Artık Kuzey Irak’ta cevabı aranan soru şudur: Bölgeyi kim denetim altına alacak? Bölge ülkeleriyle adı konmamış bir ittifak içine giren Türk Ordusu mu, ABD Ordusu mu?
ABD işte bu koşullarda PKK’nin düğmesine basmış ve eğittiği PKK kuvvetlerini ateşe sürme işaretleri vermeye başlamıştır. Doğal olarak kesenin ağzını da açılmıştır. ABD PKK’ye 125 milyon dolar tahsis etmek yanında, uyuşturucu ihalesini de vermiş bulunuyor.
CEPHE CEPHEYE GELİYORUZ
Görüldüğü gibi, ABD ne yapacağını biliyor. Türkiye, ABD ile karşı karşıya gelmiştir. Bundan sonra bütün gelişmeler, bu nesnel saflaşmayı doğrulayacaktır. Hatta süreç, her iki tarafı anî ve köklü bir kopuşa götürmektedir. ABD, işte bu nedenle acenteleri aracılığıyla Türkiye halkının gözüne kül serpmektedir.
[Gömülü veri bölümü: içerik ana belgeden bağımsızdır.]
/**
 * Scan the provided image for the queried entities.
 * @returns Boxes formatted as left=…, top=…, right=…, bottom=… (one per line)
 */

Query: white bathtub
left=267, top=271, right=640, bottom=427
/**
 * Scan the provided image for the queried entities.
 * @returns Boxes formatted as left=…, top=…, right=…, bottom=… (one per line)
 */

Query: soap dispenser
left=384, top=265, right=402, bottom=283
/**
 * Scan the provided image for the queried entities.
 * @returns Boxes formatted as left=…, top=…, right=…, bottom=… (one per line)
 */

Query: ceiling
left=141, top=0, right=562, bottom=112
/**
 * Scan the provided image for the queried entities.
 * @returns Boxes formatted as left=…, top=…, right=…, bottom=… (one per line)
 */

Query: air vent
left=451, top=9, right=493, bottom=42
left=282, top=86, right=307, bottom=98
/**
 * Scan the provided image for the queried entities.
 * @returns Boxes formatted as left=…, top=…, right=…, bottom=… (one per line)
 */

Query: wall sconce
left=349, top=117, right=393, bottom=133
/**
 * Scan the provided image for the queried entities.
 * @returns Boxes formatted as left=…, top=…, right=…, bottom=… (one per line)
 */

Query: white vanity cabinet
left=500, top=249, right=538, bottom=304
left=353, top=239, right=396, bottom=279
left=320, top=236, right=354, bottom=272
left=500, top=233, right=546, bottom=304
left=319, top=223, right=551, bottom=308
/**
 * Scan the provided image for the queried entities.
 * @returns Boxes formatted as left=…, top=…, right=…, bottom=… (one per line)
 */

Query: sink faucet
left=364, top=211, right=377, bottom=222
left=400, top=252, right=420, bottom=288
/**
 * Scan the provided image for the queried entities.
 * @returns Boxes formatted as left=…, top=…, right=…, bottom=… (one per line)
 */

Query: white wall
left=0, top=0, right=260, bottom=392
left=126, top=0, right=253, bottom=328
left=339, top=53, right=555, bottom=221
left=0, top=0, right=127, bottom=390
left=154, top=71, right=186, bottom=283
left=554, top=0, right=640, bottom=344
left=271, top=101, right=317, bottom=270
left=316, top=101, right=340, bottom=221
Daha kötüsü, bir operasyonla hükümeti ele geçirmiş ve Türkiye’yi hükümet mevzilerinden, iç hatlardan kuşatmıştır.
GÖZÜMÜZÜ AÇALIM
Bu durumda, yok 90 bin ABD askeri geliyormuş, yok üsler açılıyormuş, yok ABD ve Türk Ordusu birlikte harekat yapacakmış, yok 25 milyar dolar geliyormuş falan filan, bunlar hep Türkiye kamuoyuna atılan sis bombalarıdır. Şu an ilişkilerin özeti, oyalamadır, küçük ödünlerle durumu idare etmektir.
Gözümüzü açalım ve önünden kaçamayacağımız gerçeği görelim: Eğer milli devletimizi, toprak bütünlüğümüzü ve halkımızın barış ve özgürlük içinde yaşamasını savunuyorsak, ABD’nin bu saldırısını caydırmak, artık caydıramıyorsak başarısız kılmak durumundayız.
Bundan sonra ABD’nin başarısı, Kukla Devletin kurulması ve Türkiye’nin parçalanmasıdır.
Türkiye’nin başarısı ise, ABD’nin önünün kesilmesidir.
MÜMKÜN MÜ
Korkarak kazanılacak bir şey yok, mümkün!
Mümkün olmayan, ABD’nin hedeflerine ulaşmasıdır.
Kanıt yine ABD’den. Washington’un perde arkasındaki gerçek lideri Dick Cheney, Ortadoğu’da başlatacakları savaşın bitmeyeceğini söylüyor. Zafer beklemiyorlar. ABD’nin savaş kliği, savaşı savaş için çıkartıyor, zafer için değil. Çöken ekonomilerine savaşla can verecekler. Aynen eroin bağımlısının “Altın Vuruş”la intiharı gibi.